This makes sense if you would be OK normally releasing your code as BSD, but not if you would instead chose only the GPL (or only another copyleft license). Surely you should be able to see how this would potentially be unacceptable to those who want their code to be protected by the GPL?

Copyright Assignment Meh

Posted Nov 10, 2010 2:28 UTC (Wed) by kripkenstein (guest, #43281) [Link]

> This makes sense if you would be OK normally releasing your code as BSD, but not if you would instead chose only the GPL (or only another copyleft license). Surely you should be able to see how this would potentially be unacceptable to those who want their code to be protected by the GPL?

Of course, I respect your opinion even if I disagree with it, and I see the logic in it.

However, you don't need to be 'ok with the BSD' to be ok with this. Your code, with copyright assignment, is still GPLed. It just has another license. That doesn't take away the freedoms of the GPL, it just allows other people - that prefer to do so - to get it under that other license.
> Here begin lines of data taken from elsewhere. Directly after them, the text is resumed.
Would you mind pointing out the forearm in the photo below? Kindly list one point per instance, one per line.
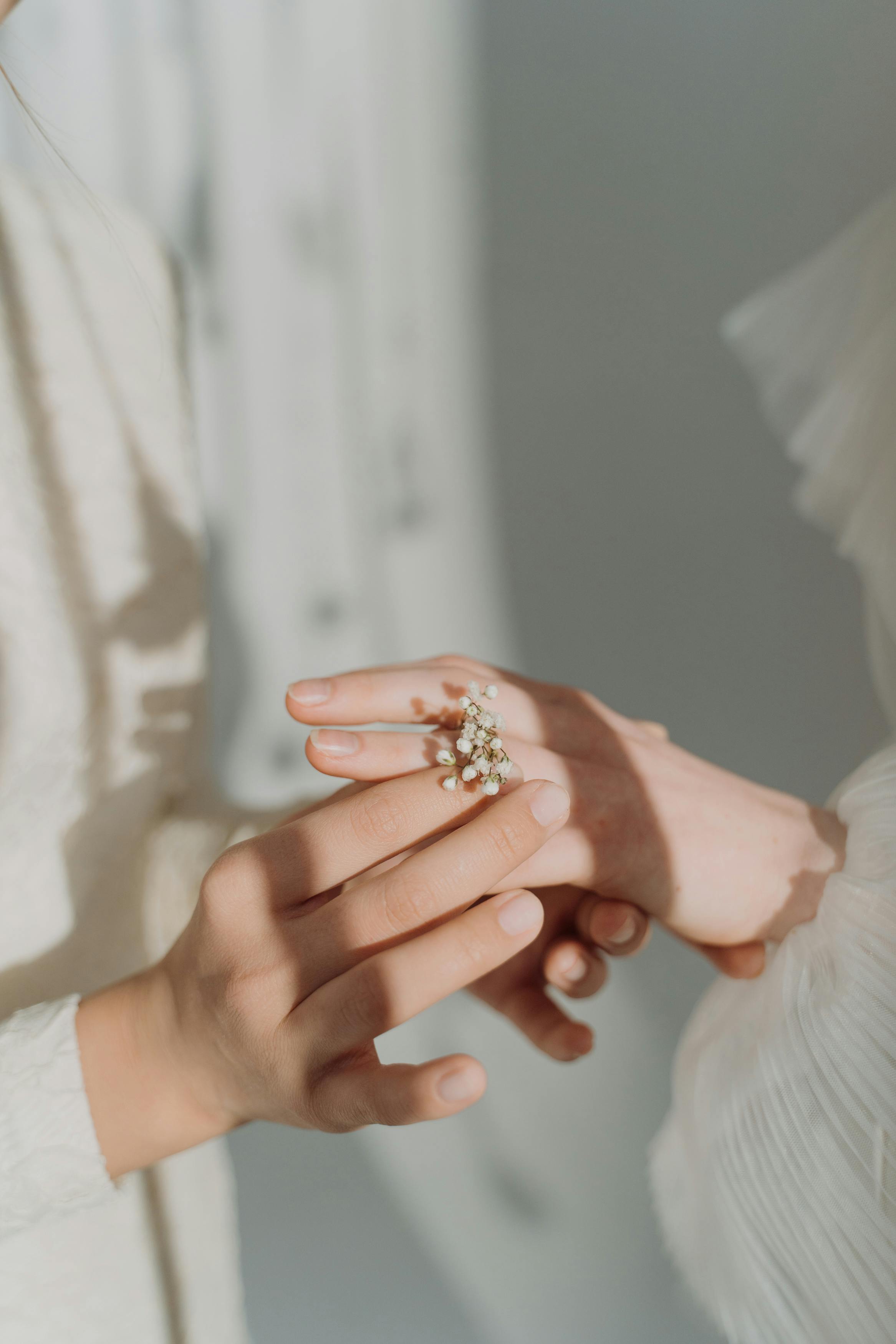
(137, 1084)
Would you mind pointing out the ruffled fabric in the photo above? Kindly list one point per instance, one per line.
(821, 346)
(774, 1175)
(50, 1160)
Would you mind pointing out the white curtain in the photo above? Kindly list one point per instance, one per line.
(311, 163)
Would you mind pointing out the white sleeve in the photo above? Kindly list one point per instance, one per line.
(50, 1160)
(774, 1175)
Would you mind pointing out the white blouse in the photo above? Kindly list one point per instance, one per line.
(775, 1171)
(103, 831)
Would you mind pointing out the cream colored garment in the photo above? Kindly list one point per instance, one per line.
(775, 1172)
(103, 833)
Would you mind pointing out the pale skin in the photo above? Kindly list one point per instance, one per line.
(655, 831)
(269, 1003)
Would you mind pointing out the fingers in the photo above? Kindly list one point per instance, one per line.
(547, 1026)
(432, 885)
(399, 1094)
(578, 971)
(616, 927)
(323, 849)
(418, 693)
(394, 986)
(385, 756)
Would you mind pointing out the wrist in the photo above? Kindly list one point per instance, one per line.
(140, 1086)
(818, 851)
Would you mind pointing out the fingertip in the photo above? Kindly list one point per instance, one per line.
(461, 1084)
(574, 970)
(570, 1041)
(749, 963)
(520, 913)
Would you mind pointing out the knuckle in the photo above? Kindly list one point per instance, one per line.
(508, 842)
(377, 818)
(237, 874)
(364, 1011)
(405, 904)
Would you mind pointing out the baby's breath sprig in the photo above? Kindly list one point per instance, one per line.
(480, 741)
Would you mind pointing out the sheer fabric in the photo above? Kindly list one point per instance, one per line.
(775, 1171)
(104, 833)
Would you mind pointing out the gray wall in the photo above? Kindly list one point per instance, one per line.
(647, 163)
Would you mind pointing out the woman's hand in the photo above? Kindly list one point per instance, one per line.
(720, 861)
(268, 1006)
Again, I respect your opinion. If you want your code to always be GPLed, and never available under any other circumstances, then I can see how copyright assignment is not for you. But, if someone wants their code to be GPL, but *doesn't* mind additional uses of it, then they would be fine with copyright assignment.
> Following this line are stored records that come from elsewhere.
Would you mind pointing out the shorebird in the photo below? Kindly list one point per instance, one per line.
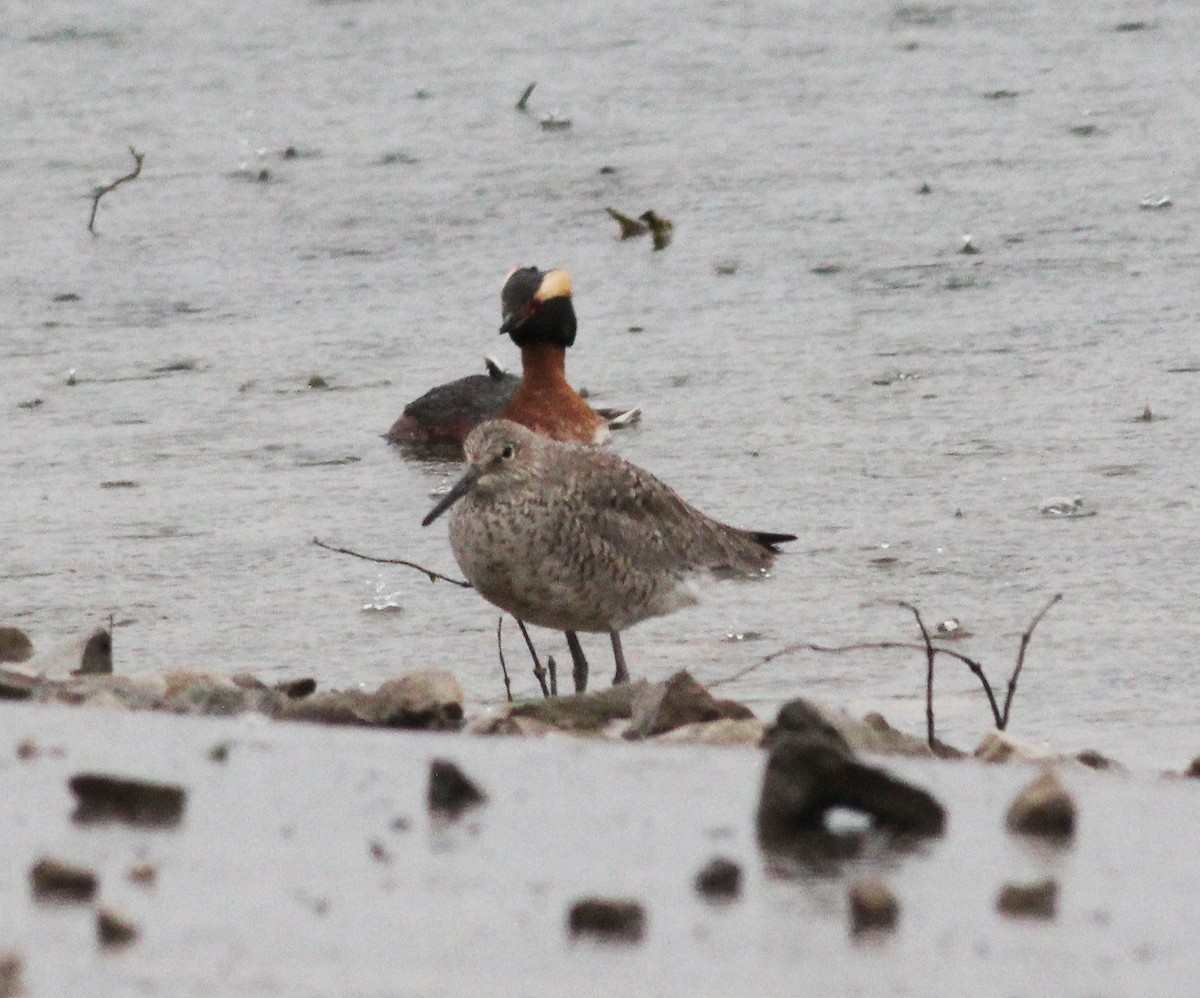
(577, 539)
(539, 314)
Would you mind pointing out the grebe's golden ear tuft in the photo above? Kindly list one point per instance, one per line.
(557, 283)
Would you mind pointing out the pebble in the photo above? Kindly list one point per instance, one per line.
(451, 791)
(873, 906)
(53, 879)
(681, 701)
(616, 920)
(15, 645)
(720, 879)
(129, 801)
(113, 929)
(1043, 809)
(1038, 900)
(805, 779)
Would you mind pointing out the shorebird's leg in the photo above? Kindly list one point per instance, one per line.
(619, 655)
(579, 662)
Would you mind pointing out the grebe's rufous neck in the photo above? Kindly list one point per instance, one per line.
(539, 316)
(538, 313)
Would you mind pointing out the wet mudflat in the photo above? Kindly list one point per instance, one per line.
(336, 190)
(197, 391)
(310, 864)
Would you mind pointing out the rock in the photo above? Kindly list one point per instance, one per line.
(1001, 747)
(804, 719)
(213, 695)
(426, 701)
(610, 919)
(873, 906)
(1044, 807)
(55, 881)
(724, 732)
(1093, 759)
(15, 645)
(679, 701)
(11, 967)
(807, 777)
(451, 791)
(130, 801)
(97, 654)
(297, 689)
(583, 713)
(1038, 900)
(113, 929)
(720, 879)
(17, 685)
(334, 707)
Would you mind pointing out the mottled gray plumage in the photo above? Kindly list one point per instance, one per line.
(576, 539)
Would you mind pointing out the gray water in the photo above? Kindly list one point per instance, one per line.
(307, 865)
(862, 408)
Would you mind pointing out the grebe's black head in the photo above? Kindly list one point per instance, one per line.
(537, 307)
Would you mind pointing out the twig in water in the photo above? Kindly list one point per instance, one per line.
(538, 669)
(1020, 657)
(929, 672)
(101, 191)
(1000, 716)
(432, 576)
(499, 647)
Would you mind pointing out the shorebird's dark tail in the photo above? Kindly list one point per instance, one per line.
(769, 540)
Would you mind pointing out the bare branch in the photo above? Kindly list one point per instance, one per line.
(499, 648)
(101, 191)
(929, 671)
(538, 669)
(1020, 660)
(432, 576)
All of these are legitimate positions to take, I hope we can agree on that.

Copyright Assignment Meh

Posted Nov 10, 2010 3:23 UTC (Wed) by martinfick (subscriber, #4455) [Link]
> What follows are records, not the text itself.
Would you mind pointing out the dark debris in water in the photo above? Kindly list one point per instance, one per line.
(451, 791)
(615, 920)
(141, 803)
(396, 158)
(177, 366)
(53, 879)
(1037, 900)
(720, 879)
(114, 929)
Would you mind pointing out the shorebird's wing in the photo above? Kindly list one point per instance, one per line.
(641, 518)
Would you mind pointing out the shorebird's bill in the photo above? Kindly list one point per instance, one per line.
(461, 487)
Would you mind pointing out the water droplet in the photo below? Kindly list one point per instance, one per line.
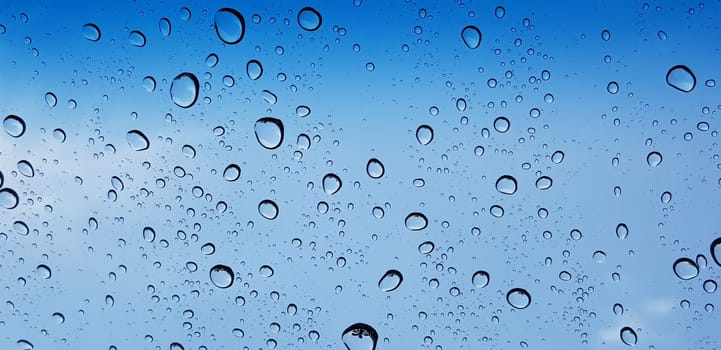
(309, 19)
(424, 134)
(254, 69)
(654, 159)
(480, 279)
(229, 25)
(681, 78)
(331, 183)
(518, 298)
(268, 209)
(390, 281)
(360, 336)
(14, 125)
(184, 89)
(221, 276)
(628, 336)
(269, 132)
(506, 184)
(91, 32)
(231, 172)
(685, 268)
(375, 168)
(471, 37)
(137, 140)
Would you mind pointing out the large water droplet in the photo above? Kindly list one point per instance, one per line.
(471, 37)
(390, 281)
(221, 276)
(506, 184)
(681, 78)
(184, 89)
(137, 140)
(331, 183)
(230, 25)
(360, 336)
(269, 132)
(519, 298)
(309, 19)
(685, 268)
(416, 221)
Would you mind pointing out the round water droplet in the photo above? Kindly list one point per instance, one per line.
(628, 336)
(231, 172)
(424, 134)
(519, 298)
(331, 183)
(137, 38)
(309, 19)
(416, 221)
(91, 32)
(229, 25)
(137, 140)
(654, 159)
(506, 184)
(375, 168)
(221, 276)
(480, 279)
(390, 281)
(681, 78)
(268, 209)
(184, 89)
(360, 336)
(254, 69)
(471, 37)
(14, 125)
(269, 132)
(685, 268)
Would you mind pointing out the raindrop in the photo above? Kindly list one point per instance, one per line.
(184, 89)
(269, 132)
(229, 25)
(390, 281)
> However, you don't need to be 'ok with the BSD' to be ok with this. Your code, with copyright assignment, is still GPLed. It just has another license. That doesn't take away the freedoms of the GPL, it just allows other people - that prefer to do so - to get it under that other license.

No, this is false, it could take away the freedoms of the GPL (the freedom which the GPL assures). What makes you believe that this cannot be the case? What would guarantee that this would not be the case?

If I write code and submit it to a project with copyright assignment, and they chose to release my code with a non free license, receivers of that code may, or may not benefit from the freedoms which I want them to benefit from, freedoms which the GPL assures them. There are many situations where this could be the case. A simple example would be: if they combined my submitted code with proprietary code and distributed it disallowing modifications. The receivers of that software would not have the legal ability to modify the resultant work (not even the sections which I contributed), they would have lost that particular GPL assured freedom.

> But, if someone wants their code to be GPL, but *doesn't* mind additional uses of it, then they would be fine with copyright assignment.

This is true. But it seems unlikely that someone would take that stance, since there would then be no additional benefits of the GPL over the BSD license then. It is extra effort to chose the GPL, why would somone chose it only to have it be subverted? Obvisouly, they may do so, there just doesn't seem to be any incentive to do so. Can you suggest one?

Copyright Assignment Meh

Posted Nov 10, 2010 4:33 UTC (Wed) by kripkenstein (guest, #43281) [Link]

> A simple example would be: if they combined my submitted code with proprietary code and distributed it disallowing modifications. The receivers of that software would not have the legal ability to modify the resultant work (not even the sections which I contributed), they would have lost that particular GPL assured freedom.

They can still get the GPLed code that you wrote, from a different source - the FOSS version of it from that same company selling the proprietary version, or from you, or from a fork that is 100% FOSS, etc. The GPL precisely makes that possible.

> Obvisouly, they may do so, there just doesn't seem to be any incentive to do so. Can you suggest one?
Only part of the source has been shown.